Here are Ira Shor’s ten goals of Critical Pedagogy:
1. Oppose socialization with desocialization
2. Choose critical consciousness over commercial consciousness
3. Transformation of society over reproduction of inequality
4. Promote democracy by practicing it and by studying authoritarianism
5. Challenge student withdrawal through participatory courses
6. Illuminate the myths supporting the elite hierarchy of society
7. Interfere with the scholastic disabling of students through a critical literacy program
8. Raise awareness about the thought and language expressed in daily life
9. Distribute research skills and censored information useful for investigating power and policy in society
10. Invite students to reflect socially on their conditions, to consider overcoming limits
The author of the piece summarizes…
Critical Pedagogy, then, is defined by what it does – as a pedagogy which embraces a raising of the consciousness, a critique of society, as valuing students’ voices, as honoring students’ needs, values, and individuality, as a hopeful, active pedagogy which enables students to become truly participatory members of a society who not only belong to the society but who can and do create and re-create that society, continually increasing freedom.

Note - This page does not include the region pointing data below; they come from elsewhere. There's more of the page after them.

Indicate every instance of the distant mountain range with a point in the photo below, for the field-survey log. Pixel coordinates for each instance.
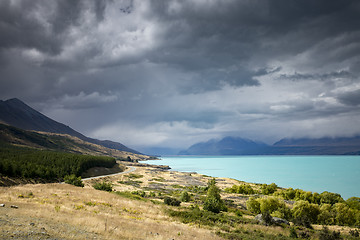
(16, 113)
(286, 146)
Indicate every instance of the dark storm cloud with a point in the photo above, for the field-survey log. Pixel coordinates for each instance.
(351, 98)
(190, 67)
(324, 76)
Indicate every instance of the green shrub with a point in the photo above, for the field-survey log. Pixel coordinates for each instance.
(268, 189)
(354, 203)
(185, 196)
(104, 186)
(330, 198)
(325, 234)
(253, 205)
(344, 214)
(48, 165)
(241, 189)
(171, 201)
(327, 216)
(271, 205)
(73, 180)
(213, 201)
(305, 213)
(293, 233)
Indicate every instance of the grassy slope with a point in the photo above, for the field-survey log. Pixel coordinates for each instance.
(67, 212)
(70, 212)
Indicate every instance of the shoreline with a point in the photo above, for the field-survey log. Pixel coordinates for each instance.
(311, 180)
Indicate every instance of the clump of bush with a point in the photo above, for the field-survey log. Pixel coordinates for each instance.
(268, 189)
(271, 205)
(241, 189)
(305, 213)
(73, 180)
(104, 186)
(213, 201)
(326, 234)
(171, 201)
(323, 198)
(185, 197)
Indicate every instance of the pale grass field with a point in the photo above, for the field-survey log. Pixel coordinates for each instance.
(69, 212)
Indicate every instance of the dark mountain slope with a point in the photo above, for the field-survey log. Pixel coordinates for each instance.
(287, 146)
(226, 146)
(16, 113)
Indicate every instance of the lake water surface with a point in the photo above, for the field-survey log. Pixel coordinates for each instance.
(339, 174)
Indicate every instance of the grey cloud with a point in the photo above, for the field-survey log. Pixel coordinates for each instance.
(325, 76)
(350, 98)
(146, 62)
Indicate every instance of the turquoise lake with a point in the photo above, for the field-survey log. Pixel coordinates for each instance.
(338, 174)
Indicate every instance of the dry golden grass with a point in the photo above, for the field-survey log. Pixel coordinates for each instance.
(68, 212)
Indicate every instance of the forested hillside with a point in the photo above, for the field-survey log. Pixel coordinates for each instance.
(50, 165)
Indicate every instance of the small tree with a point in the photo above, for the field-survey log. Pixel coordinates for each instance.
(213, 201)
(305, 213)
(185, 196)
(253, 205)
(73, 180)
(171, 201)
(104, 186)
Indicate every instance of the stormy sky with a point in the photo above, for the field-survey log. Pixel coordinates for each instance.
(172, 73)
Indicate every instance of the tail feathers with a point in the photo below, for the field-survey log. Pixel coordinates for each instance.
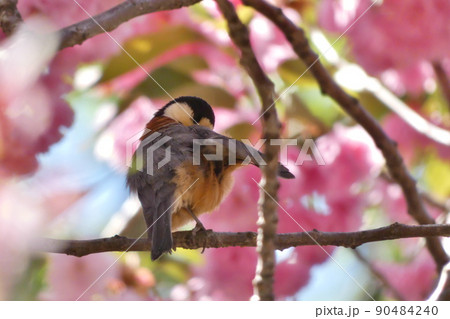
(161, 236)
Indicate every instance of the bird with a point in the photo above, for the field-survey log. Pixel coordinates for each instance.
(172, 188)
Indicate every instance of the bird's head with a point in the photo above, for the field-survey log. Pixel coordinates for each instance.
(189, 110)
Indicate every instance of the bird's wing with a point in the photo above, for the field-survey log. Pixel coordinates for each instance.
(233, 150)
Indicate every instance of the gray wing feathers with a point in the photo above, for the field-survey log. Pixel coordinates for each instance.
(155, 190)
(238, 150)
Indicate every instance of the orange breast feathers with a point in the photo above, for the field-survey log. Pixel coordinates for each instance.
(205, 194)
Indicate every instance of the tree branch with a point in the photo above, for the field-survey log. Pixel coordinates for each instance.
(382, 279)
(351, 105)
(267, 212)
(210, 239)
(112, 18)
(443, 80)
(10, 17)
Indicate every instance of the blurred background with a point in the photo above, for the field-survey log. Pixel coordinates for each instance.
(66, 117)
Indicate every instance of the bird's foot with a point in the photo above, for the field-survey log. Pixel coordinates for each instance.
(200, 228)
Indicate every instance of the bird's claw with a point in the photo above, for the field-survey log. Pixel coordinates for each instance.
(200, 228)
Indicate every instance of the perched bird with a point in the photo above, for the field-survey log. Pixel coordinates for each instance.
(182, 168)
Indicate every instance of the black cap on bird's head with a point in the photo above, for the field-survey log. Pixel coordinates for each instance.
(189, 110)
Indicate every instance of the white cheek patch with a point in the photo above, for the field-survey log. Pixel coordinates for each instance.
(205, 122)
(180, 112)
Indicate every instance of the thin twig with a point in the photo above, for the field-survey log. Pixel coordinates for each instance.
(426, 197)
(210, 239)
(351, 105)
(442, 291)
(383, 280)
(114, 17)
(267, 212)
(10, 17)
(443, 80)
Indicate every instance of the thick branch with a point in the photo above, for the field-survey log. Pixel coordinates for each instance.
(381, 278)
(111, 19)
(211, 239)
(10, 17)
(268, 218)
(388, 147)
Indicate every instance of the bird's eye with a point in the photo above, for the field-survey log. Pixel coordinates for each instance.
(205, 122)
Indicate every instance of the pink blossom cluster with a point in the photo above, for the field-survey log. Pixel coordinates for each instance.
(396, 40)
(331, 201)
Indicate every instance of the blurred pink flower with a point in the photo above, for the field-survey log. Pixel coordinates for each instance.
(118, 142)
(268, 42)
(31, 113)
(401, 37)
(328, 198)
(21, 221)
(70, 278)
(410, 142)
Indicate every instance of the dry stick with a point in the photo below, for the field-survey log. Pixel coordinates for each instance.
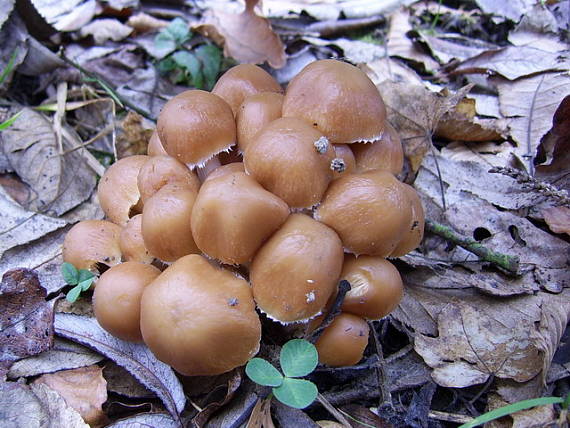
(504, 261)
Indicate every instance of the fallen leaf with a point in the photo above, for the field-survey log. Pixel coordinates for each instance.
(84, 389)
(64, 355)
(26, 320)
(136, 358)
(513, 62)
(246, 37)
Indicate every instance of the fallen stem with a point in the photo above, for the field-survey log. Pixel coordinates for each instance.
(504, 261)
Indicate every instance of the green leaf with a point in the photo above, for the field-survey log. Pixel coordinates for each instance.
(510, 409)
(69, 273)
(263, 373)
(73, 294)
(297, 393)
(211, 58)
(298, 358)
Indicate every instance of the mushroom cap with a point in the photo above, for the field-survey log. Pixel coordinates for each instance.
(415, 233)
(233, 215)
(254, 113)
(131, 242)
(297, 269)
(166, 226)
(155, 147)
(343, 342)
(370, 211)
(338, 99)
(117, 298)
(385, 153)
(196, 125)
(283, 158)
(243, 80)
(118, 192)
(90, 242)
(159, 171)
(200, 319)
(376, 286)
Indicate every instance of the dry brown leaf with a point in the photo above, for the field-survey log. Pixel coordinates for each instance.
(558, 219)
(247, 37)
(84, 389)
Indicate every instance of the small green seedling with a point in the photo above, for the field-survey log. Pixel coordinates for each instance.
(298, 358)
(82, 279)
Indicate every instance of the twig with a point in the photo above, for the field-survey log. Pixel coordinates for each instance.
(532, 183)
(506, 262)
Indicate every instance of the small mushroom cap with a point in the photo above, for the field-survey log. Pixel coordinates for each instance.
(199, 319)
(196, 125)
(370, 212)
(90, 242)
(338, 99)
(343, 342)
(117, 297)
(233, 215)
(118, 192)
(131, 242)
(159, 171)
(243, 80)
(166, 226)
(376, 286)
(155, 147)
(284, 159)
(254, 113)
(297, 269)
(385, 153)
(415, 233)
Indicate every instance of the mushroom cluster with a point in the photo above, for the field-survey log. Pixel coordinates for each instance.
(253, 200)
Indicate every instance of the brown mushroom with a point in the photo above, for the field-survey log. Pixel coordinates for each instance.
(376, 286)
(117, 297)
(233, 215)
(370, 212)
(343, 342)
(243, 80)
(92, 242)
(338, 99)
(295, 272)
(199, 319)
(292, 160)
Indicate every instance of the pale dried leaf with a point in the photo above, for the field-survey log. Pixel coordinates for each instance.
(136, 358)
(513, 62)
(63, 356)
(84, 389)
(558, 219)
(103, 30)
(246, 37)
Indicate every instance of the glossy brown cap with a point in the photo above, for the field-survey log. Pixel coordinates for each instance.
(286, 159)
(91, 242)
(243, 80)
(297, 270)
(343, 342)
(385, 153)
(254, 113)
(131, 242)
(338, 99)
(196, 125)
(166, 226)
(370, 212)
(159, 171)
(233, 215)
(118, 192)
(117, 297)
(199, 319)
(415, 232)
(376, 286)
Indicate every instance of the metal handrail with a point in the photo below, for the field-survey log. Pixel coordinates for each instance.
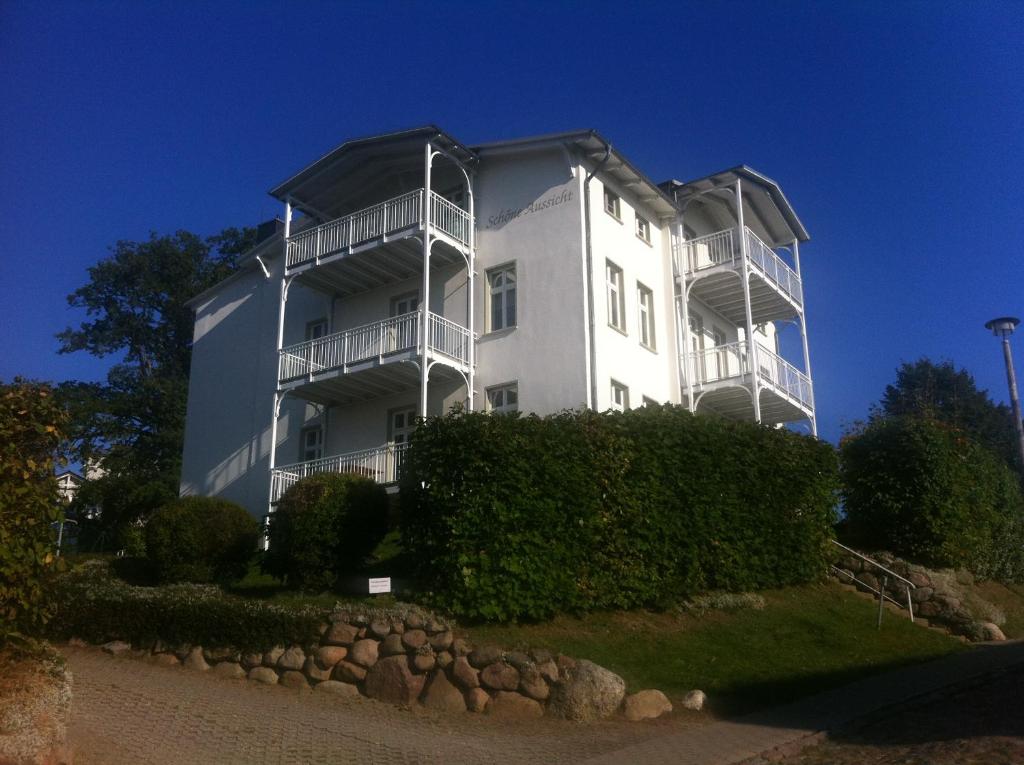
(881, 591)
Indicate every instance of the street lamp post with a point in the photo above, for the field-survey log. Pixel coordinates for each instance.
(1004, 327)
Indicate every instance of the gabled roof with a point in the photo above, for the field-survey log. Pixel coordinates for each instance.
(771, 207)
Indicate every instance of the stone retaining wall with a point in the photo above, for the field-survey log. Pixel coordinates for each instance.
(414, 657)
(939, 596)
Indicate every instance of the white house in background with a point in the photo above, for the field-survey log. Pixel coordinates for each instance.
(412, 273)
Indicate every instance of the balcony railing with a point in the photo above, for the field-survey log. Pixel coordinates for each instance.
(375, 222)
(375, 340)
(733, 360)
(382, 465)
(721, 249)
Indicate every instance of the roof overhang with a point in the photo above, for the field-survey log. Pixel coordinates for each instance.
(591, 144)
(761, 195)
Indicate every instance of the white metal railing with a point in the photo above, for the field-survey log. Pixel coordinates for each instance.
(882, 574)
(374, 340)
(382, 464)
(733, 360)
(721, 249)
(373, 222)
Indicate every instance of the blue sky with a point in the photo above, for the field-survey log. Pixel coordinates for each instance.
(894, 129)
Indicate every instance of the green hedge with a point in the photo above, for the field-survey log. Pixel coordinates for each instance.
(97, 607)
(927, 492)
(525, 517)
(324, 526)
(201, 539)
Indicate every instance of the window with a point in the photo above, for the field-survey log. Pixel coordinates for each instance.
(503, 398)
(501, 295)
(643, 228)
(611, 204)
(645, 304)
(620, 396)
(311, 442)
(616, 296)
(315, 330)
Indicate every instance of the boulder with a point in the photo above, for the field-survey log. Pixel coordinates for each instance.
(328, 655)
(441, 694)
(365, 652)
(263, 675)
(588, 692)
(414, 639)
(477, 699)
(348, 672)
(646, 705)
(340, 633)
(117, 647)
(484, 655)
(229, 670)
(195, 660)
(513, 706)
(338, 688)
(464, 675)
(500, 676)
(694, 700)
(391, 680)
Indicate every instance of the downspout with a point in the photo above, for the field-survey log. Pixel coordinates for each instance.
(592, 393)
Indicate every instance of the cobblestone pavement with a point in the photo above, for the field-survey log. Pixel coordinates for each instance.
(979, 725)
(131, 711)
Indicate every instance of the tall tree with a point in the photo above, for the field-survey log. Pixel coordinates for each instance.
(940, 391)
(135, 304)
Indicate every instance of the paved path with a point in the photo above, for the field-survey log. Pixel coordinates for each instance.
(129, 711)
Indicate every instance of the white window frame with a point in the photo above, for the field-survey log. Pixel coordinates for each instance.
(498, 397)
(620, 396)
(612, 204)
(645, 313)
(508, 292)
(615, 283)
(642, 227)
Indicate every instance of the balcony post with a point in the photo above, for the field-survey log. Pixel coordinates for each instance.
(752, 346)
(803, 338)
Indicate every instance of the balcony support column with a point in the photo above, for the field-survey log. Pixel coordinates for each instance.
(752, 346)
(803, 337)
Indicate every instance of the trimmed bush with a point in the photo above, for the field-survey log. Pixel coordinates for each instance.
(30, 422)
(525, 517)
(325, 525)
(94, 606)
(927, 492)
(201, 539)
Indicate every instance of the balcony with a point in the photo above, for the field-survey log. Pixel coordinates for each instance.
(364, 362)
(723, 382)
(378, 245)
(711, 265)
(382, 465)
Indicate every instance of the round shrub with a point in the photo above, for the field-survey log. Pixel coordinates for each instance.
(201, 539)
(927, 492)
(325, 525)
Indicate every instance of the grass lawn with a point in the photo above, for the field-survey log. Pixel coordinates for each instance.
(806, 639)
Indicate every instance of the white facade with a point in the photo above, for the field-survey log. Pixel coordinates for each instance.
(559, 277)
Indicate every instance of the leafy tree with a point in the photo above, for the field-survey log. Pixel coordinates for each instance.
(135, 304)
(942, 392)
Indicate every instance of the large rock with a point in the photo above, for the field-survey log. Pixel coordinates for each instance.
(292, 660)
(466, 677)
(588, 692)
(195, 660)
(441, 694)
(391, 680)
(365, 652)
(646, 705)
(513, 706)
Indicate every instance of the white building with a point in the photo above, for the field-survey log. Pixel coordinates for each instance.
(559, 277)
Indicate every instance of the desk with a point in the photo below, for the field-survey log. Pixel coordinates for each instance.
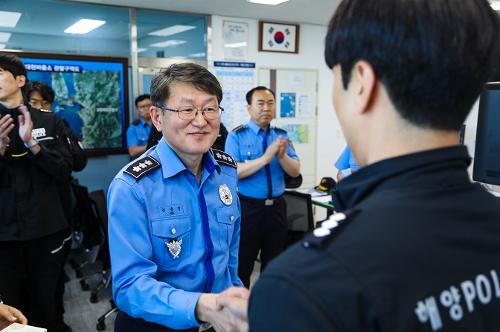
(323, 201)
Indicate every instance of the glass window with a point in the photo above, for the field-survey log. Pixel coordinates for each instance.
(41, 27)
(171, 35)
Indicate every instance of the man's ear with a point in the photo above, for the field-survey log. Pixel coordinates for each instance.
(156, 117)
(21, 80)
(364, 83)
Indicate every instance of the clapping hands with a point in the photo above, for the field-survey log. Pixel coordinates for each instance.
(227, 311)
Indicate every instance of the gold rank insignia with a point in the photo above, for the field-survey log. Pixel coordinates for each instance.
(174, 248)
(225, 194)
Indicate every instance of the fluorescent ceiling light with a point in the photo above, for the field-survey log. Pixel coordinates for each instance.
(268, 2)
(168, 43)
(84, 26)
(9, 19)
(4, 37)
(495, 5)
(171, 30)
(236, 45)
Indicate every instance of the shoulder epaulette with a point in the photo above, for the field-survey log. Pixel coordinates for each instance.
(322, 236)
(142, 166)
(239, 128)
(224, 158)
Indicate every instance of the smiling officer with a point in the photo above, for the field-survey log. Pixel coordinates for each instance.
(174, 219)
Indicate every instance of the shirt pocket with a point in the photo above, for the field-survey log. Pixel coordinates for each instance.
(171, 241)
(227, 216)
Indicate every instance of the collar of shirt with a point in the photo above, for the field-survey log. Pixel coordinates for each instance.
(255, 127)
(171, 164)
(444, 166)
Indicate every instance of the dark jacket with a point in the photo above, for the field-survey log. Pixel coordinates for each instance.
(30, 206)
(418, 251)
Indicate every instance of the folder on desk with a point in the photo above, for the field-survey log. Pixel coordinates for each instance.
(16, 327)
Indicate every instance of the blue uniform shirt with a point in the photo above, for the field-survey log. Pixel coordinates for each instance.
(166, 205)
(346, 161)
(138, 134)
(245, 143)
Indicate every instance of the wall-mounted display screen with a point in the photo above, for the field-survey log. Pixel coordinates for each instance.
(487, 152)
(90, 94)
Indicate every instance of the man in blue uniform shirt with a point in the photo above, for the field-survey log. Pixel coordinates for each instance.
(263, 156)
(415, 246)
(174, 219)
(138, 133)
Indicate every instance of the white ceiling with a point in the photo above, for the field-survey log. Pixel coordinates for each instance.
(293, 11)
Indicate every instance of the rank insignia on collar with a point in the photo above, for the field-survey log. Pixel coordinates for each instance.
(142, 166)
(323, 235)
(174, 247)
(225, 194)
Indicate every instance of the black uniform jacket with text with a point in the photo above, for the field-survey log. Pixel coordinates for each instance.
(419, 250)
(30, 206)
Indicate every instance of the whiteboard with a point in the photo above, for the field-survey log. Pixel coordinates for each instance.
(296, 112)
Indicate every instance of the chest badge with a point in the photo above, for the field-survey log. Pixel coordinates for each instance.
(225, 194)
(174, 248)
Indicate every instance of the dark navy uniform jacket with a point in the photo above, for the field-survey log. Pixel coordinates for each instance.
(30, 206)
(418, 249)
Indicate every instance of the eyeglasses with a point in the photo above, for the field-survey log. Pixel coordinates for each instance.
(190, 112)
(37, 103)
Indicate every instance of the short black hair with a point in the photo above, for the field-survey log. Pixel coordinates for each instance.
(12, 64)
(43, 89)
(141, 98)
(257, 88)
(190, 73)
(433, 57)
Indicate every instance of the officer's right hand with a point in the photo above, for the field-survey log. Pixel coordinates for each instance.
(9, 315)
(6, 126)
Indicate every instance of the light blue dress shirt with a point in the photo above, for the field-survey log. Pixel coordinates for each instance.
(245, 144)
(168, 204)
(138, 134)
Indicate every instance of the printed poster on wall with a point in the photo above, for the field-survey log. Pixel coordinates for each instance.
(287, 105)
(298, 133)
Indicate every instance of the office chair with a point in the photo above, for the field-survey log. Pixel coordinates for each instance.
(88, 234)
(103, 288)
(299, 215)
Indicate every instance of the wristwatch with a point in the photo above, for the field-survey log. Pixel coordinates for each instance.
(31, 143)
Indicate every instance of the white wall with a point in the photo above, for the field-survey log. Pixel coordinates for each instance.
(329, 136)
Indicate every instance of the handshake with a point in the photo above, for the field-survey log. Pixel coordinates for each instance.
(227, 311)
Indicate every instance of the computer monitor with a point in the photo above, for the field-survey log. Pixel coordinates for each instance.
(487, 152)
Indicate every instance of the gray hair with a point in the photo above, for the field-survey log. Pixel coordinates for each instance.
(190, 73)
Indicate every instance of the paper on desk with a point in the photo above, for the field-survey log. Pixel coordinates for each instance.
(313, 192)
(16, 327)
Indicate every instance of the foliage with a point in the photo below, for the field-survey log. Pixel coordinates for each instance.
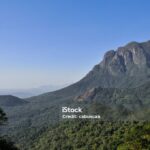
(95, 135)
(5, 144)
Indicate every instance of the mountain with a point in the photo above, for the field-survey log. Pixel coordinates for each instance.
(117, 88)
(24, 93)
(127, 67)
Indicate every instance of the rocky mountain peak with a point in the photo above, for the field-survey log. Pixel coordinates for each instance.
(127, 66)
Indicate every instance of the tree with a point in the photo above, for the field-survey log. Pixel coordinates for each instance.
(5, 144)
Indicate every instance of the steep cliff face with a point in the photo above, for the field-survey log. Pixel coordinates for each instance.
(128, 66)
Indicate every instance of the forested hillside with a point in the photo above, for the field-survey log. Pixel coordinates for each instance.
(95, 135)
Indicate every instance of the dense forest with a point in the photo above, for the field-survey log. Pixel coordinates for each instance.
(95, 135)
(5, 142)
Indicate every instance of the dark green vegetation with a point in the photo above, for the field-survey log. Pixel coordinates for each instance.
(118, 89)
(5, 144)
(95, 135)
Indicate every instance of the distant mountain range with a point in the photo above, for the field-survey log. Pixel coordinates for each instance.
(24, 93)
(118, 88)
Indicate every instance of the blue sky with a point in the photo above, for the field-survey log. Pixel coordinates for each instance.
(58, 41)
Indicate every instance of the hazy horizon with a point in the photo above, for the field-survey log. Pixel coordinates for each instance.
(59, 42)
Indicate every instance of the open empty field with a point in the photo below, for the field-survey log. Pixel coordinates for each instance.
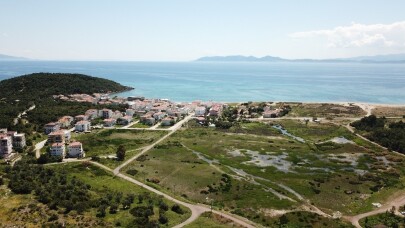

Wish I had had the opportunity to be exposed to this sort of approach in school, it would have been much more interesting and memorable than most of the standard classes that I had, which among other things kept me cloistered in the classroom and away from any semblance of the real world.
Actually I had the opportunity to experience this sort of approach to learning, in my young adulthood, when I got involved in the feminist movement as an activist for the Equal Rights Amendment. Oh to have had that same opportunity at a younger age! Again, not for everyone, but would have been great for me!
If you haven’t yet come across Rethinking Schools, check it out: http://rethinkingschools.org/index.shtml
Alas, the loudest and most influential voices in what passes for “school reform” these days have absolutely no interest in critical pedagogy. The voucher/charter privatization movement is all about conformity, standardized testing (except for voucher and charter schools!), and “basics.” Critical pedagogy is marginalized as leftist propaganda in the classroom.
DairyStateDad… I would not expect those education-industrial complex interests to care about this approach, it in fact could lead to challenging their hegemony. But it doesn’t matter. What I’m talking about is one form of ground-up action, that can be taken by a community, not some new top-down “reform”. Individual schools can choose to adopt this curriculum, where they think there is a need and receptive participants (teachers & students)
I agree with my friend Lynn Stoddard that the feds and even the state should get out of the business of directing education “reform”, and transition to facilitating community governance of schools and other educational venues.